Enraged at the admonitions which, like Knox’s glances, he knew were levelled at himself, Kirkaldy started up, regardless of the place, the countess, and congregation, and so far forgot his usual dignity as to make use of very threatening language against the aged preacher. A report soon spread that he had become his enemy, and would slay him as he had done Seaton; but though nothing could be farther from the mind of so gallant a knight, it gained ground so far that the noblesse of Kyle and Cunninghame sent him a formal letter, in which, after reminding him of his former adherence to the cause of the Reformation, they mentioned the late rumours that had reached them, and solemnly warned him of any attempts to injure Knox, “that man whom God had made the first planter and waterer of his church among them.” It was sent from Ayr, and bore the signatures of Knox’s father-in-law, Lord Ochiltree, the Earl of Glencaim, and eleven lesser barons.

But Kirkaldy had more important duties to attend to than prosecuting a quarrel with a preacher.
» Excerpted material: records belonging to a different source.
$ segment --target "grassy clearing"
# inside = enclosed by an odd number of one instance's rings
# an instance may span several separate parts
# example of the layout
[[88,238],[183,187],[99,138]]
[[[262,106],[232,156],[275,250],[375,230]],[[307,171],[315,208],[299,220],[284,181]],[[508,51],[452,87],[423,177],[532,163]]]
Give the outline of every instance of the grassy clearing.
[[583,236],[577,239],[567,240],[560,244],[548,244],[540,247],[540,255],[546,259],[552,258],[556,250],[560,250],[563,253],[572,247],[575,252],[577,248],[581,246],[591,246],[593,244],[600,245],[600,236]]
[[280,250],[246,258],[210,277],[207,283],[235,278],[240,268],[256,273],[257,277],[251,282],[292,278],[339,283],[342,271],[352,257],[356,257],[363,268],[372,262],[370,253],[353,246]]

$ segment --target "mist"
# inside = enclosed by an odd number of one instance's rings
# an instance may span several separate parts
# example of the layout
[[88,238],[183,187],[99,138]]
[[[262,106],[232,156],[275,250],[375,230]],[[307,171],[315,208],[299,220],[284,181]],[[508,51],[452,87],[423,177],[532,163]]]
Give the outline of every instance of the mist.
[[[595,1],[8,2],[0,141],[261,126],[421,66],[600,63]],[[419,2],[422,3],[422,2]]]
Unintimidated by the fulminations of kirk and state, he continued his warlike preparations with the utmost deliberation and success. He hoisted cannon to the summit of St Giles’s lofty spire, which rises in the middle of the central hill on which the city stands, and commands a view of it in every direction. He placed the artillery on the stone bartizan beneath the flying arches of the imperial crown that surmounts the tower, and thus turned the cathedral into a garrison, to the great annoyance of Knox and the citizens. The latter were also compelled, at their own expense, to maintain the hundred harquebussiers of Captain Melville, who were billeted in the Castlehill Street, for the queen’s service; and thus, amid preparations for war, closed the year 1570.